Rapid City Regional Airport waives fees for tenants amid coronavirus

RAPID CITY, S.D. (KEVN) - If you head to Rapid City Regional Airport you can probably hear a pin drop as there are plenty of empty seats as the virus pandemic is affecting the number of passengers.

Rapid City Regional Airport looks practically empty Tuesday afternoon. (KEVN)

This past week, the airport saw a decrease of about 20 to 30 percent in scheduled enplanements compared to last year.

However, the numbers have changed where the decline is now 70 percent this week, according to a report comprised by the Transportation Security Administration (TSA) and sent to the Rapid City Regional Airport.

For example, on March 24, 2019 there was 666 scheduled enplanements. However, this year to this date, there are only 168 scheduled enplanements.

The dramatic decline in passengers means a major hit in revenue affecting the tenants like the restaurant, the gift shop and the car rental companies.

Every month, almost all the tenants have to pay the airport in what's called a minimum annual guarantee (MAG).

MAG is a payment created to ensure a safety net in years when revenues drop.

In a Rapid City Regional Airport memo sent to the Airport Board of Directors by Patrick Dame, the airport's executive director, he said, "the current drop off in passengers was unforeseeable and unprecedented."
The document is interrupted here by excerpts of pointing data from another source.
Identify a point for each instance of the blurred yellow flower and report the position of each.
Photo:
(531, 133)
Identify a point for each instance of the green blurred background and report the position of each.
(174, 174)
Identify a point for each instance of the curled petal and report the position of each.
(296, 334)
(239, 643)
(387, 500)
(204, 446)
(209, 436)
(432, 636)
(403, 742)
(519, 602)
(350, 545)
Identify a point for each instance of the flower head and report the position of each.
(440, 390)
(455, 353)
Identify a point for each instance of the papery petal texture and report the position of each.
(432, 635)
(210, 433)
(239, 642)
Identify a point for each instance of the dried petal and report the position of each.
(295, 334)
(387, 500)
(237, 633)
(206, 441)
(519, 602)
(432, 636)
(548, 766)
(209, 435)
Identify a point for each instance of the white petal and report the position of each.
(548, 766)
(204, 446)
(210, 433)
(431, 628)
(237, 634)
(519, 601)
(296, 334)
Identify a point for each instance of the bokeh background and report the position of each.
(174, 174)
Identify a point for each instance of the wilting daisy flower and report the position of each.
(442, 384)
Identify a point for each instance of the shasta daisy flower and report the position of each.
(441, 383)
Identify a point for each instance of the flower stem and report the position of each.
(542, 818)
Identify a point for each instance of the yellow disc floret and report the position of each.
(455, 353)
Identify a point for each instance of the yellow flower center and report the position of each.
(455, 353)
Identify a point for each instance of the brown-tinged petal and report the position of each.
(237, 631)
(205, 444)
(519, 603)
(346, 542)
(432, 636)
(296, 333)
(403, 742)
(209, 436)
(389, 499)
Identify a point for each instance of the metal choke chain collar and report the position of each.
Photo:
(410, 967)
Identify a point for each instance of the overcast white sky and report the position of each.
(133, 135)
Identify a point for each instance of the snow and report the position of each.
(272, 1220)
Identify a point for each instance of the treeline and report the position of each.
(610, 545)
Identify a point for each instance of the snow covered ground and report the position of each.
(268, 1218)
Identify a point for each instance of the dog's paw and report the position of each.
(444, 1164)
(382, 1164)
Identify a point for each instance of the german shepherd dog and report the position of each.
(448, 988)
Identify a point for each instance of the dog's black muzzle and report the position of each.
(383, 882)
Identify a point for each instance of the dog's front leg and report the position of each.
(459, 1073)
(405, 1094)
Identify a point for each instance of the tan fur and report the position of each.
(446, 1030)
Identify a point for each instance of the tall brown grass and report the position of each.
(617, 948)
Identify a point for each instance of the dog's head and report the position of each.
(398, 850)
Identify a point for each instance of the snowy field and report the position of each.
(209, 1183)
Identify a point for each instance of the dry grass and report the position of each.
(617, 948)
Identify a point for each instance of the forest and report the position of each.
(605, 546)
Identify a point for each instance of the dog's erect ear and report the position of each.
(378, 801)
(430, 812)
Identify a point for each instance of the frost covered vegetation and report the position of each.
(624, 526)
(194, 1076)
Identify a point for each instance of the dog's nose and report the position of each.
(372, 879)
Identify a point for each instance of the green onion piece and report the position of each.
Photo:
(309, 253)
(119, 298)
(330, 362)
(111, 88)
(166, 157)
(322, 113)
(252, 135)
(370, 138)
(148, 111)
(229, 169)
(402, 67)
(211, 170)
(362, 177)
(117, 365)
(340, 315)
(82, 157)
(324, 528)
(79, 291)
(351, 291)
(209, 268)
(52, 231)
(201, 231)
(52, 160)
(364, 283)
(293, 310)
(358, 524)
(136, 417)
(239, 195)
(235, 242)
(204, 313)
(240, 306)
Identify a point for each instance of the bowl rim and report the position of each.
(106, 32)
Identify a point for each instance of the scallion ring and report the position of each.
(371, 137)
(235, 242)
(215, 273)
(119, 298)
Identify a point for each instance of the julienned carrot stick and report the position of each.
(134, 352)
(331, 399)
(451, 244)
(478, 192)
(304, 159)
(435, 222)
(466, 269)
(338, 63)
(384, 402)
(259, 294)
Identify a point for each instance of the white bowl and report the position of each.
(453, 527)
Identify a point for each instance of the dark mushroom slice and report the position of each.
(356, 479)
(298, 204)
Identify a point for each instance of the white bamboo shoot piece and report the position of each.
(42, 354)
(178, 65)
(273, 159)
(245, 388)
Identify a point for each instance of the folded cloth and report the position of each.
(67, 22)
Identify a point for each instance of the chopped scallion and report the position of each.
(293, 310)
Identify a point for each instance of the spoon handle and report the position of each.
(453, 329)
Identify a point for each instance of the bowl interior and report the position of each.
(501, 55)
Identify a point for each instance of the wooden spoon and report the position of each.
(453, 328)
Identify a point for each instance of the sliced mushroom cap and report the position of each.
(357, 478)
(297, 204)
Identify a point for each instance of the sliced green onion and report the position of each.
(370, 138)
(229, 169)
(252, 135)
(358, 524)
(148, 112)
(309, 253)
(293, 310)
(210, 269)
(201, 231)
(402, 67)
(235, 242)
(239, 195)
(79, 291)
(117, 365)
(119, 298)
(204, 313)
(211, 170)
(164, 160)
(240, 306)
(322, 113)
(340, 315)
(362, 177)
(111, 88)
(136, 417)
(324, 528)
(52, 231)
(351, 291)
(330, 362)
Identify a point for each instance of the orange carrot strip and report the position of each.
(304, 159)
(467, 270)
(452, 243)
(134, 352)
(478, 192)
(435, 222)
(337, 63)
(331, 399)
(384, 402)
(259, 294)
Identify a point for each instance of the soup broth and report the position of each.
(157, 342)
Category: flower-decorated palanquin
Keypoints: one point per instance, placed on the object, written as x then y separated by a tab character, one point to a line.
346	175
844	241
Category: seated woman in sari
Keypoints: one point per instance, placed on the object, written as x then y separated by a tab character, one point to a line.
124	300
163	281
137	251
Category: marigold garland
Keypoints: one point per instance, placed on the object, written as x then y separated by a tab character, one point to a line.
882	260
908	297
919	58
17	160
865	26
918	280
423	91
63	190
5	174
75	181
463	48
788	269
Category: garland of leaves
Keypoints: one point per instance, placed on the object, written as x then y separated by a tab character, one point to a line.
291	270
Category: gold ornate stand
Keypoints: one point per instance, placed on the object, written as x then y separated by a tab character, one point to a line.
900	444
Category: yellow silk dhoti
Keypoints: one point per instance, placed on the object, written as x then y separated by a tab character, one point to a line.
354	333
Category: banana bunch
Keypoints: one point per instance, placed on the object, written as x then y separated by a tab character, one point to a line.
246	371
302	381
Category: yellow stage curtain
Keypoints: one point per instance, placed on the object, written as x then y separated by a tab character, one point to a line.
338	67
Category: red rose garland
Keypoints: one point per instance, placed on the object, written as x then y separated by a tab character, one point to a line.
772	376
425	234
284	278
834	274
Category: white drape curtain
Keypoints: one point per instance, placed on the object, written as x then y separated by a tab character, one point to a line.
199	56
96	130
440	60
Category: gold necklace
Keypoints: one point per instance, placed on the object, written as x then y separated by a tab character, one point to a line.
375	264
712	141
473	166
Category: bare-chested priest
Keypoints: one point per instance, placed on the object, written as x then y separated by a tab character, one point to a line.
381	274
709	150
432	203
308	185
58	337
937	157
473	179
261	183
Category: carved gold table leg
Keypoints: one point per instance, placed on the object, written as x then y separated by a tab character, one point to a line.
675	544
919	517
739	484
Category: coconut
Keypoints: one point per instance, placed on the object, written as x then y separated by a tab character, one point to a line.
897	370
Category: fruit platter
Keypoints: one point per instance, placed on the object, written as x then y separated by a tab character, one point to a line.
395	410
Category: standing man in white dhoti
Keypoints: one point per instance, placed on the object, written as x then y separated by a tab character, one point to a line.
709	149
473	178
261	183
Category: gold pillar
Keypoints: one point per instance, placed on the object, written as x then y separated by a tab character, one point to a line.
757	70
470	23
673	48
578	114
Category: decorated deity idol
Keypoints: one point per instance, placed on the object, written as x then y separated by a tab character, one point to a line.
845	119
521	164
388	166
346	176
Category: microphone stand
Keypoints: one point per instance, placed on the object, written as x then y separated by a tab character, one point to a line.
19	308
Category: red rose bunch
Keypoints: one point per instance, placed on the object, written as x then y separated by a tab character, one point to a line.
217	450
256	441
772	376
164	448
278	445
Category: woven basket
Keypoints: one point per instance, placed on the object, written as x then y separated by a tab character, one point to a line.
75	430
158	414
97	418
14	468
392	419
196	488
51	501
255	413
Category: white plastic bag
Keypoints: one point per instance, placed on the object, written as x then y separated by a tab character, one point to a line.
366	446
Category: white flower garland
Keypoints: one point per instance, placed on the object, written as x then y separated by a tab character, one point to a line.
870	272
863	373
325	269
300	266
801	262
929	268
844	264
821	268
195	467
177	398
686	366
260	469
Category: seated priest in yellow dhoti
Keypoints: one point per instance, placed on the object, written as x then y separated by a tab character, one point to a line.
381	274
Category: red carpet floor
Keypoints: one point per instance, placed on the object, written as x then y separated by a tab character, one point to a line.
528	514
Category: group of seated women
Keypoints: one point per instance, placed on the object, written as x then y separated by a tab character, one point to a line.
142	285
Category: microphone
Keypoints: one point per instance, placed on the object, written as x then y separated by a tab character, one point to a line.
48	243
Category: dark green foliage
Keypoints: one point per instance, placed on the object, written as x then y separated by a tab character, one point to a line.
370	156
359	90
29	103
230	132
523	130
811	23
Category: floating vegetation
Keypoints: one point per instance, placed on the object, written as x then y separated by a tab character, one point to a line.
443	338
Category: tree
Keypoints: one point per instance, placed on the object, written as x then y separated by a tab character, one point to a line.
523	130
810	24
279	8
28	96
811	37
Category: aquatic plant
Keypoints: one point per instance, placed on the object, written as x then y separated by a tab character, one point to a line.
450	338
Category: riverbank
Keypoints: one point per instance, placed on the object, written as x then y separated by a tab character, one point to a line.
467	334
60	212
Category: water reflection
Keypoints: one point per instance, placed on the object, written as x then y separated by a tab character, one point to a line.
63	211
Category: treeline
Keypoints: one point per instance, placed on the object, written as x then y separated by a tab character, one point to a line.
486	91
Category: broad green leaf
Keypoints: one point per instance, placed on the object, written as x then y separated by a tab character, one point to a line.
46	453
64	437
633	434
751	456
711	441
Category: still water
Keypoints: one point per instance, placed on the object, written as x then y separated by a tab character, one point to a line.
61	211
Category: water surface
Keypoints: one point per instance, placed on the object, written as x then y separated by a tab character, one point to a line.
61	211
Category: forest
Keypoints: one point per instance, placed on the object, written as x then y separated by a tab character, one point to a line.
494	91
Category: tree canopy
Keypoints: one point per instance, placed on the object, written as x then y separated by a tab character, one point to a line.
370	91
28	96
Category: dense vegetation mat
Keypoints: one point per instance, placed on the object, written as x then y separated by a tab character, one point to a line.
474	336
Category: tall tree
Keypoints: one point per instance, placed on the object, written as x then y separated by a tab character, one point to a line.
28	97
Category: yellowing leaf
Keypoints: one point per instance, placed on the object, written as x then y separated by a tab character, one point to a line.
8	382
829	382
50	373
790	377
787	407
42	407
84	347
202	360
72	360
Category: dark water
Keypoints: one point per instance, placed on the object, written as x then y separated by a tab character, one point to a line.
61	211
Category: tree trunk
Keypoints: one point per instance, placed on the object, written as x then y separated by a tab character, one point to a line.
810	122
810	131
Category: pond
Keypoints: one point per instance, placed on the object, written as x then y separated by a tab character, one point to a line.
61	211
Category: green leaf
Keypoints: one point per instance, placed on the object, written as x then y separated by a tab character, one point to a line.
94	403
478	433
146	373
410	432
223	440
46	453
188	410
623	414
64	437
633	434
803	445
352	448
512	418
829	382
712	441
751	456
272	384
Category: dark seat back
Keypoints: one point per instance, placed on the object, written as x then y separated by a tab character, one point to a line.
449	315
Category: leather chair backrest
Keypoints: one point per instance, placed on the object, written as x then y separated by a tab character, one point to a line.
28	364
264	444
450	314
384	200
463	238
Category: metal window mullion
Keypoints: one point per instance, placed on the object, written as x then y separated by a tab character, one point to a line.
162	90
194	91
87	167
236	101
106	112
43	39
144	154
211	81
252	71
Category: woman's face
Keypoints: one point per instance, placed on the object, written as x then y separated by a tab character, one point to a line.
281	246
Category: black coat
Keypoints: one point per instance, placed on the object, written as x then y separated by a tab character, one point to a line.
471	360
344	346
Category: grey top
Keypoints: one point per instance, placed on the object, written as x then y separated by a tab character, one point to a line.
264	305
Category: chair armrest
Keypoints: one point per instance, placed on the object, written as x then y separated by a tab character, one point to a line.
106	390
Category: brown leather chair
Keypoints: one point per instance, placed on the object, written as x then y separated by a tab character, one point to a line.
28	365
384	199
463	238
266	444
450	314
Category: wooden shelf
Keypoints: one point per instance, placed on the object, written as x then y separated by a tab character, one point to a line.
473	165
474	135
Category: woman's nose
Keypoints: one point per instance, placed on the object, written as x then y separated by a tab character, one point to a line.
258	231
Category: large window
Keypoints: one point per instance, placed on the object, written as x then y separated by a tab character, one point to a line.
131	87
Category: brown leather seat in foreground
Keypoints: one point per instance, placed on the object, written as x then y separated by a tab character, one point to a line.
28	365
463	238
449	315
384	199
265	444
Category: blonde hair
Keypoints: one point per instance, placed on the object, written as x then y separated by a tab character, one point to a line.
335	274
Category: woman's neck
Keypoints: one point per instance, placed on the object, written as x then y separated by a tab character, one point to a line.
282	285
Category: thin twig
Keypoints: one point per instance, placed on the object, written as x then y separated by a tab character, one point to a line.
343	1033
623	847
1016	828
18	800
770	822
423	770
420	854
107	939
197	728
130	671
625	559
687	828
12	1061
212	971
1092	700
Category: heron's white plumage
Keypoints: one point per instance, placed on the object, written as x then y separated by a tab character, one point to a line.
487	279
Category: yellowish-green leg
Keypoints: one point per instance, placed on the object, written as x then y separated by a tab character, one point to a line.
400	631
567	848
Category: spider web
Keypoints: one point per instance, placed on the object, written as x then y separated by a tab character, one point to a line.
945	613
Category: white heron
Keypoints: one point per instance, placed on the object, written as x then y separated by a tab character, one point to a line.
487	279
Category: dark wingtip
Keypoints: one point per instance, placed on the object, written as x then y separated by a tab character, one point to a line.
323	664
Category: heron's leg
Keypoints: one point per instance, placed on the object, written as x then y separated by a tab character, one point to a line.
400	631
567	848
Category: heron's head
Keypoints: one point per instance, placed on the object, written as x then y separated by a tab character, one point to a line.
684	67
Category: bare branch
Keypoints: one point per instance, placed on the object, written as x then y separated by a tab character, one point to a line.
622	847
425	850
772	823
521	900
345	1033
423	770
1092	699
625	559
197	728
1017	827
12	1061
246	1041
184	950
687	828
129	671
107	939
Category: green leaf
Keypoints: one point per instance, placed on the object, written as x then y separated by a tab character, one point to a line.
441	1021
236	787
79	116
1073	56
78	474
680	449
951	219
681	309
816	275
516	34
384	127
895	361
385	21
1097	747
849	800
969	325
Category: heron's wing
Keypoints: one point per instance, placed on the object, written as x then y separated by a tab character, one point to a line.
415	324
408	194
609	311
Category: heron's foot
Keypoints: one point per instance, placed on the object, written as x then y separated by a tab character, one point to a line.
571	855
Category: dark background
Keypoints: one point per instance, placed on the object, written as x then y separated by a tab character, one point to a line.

The airport is going to wave the monthly payment for three months to help their tenants, which can equate to about $700,000 dollars.

Toni Broom, the airport's deputy director, said at the end of the year tenants are contracted to pay the airport a percentage of their sales, which will still apply.

Between the parking lot and the car rental companies, these services play a big factor by bringing in about 50 percent of the airport's revenue.

"But the good news on that is people are doing what's been instructed," Broom said. "If they are staying home and not getting on those airplanes that helps and they are following those recommendations from the federal government and the CDC. So we don't like to see those hits in revenues but we also want to do our part too, by helping in any way we can in this situation."

Broom said there are some rumors that airlines have increased services to Rapid City however, that is definitely not the case as some flights are returning with just six members on board.

Despite the decline in numbers, the airport is still open and flights still come in and out daily.

WestJet Air Center President Linda Rydstrom said the full effects of the coronavirus affecting the company are not something she can foresee.

"It is by far the most difficult time we have had in our 45 years of operations," Rydstrom said. "I am confident we will make it through this challenging time and will be stronger and better as a result. We are fortunate to live in the best country in the world!"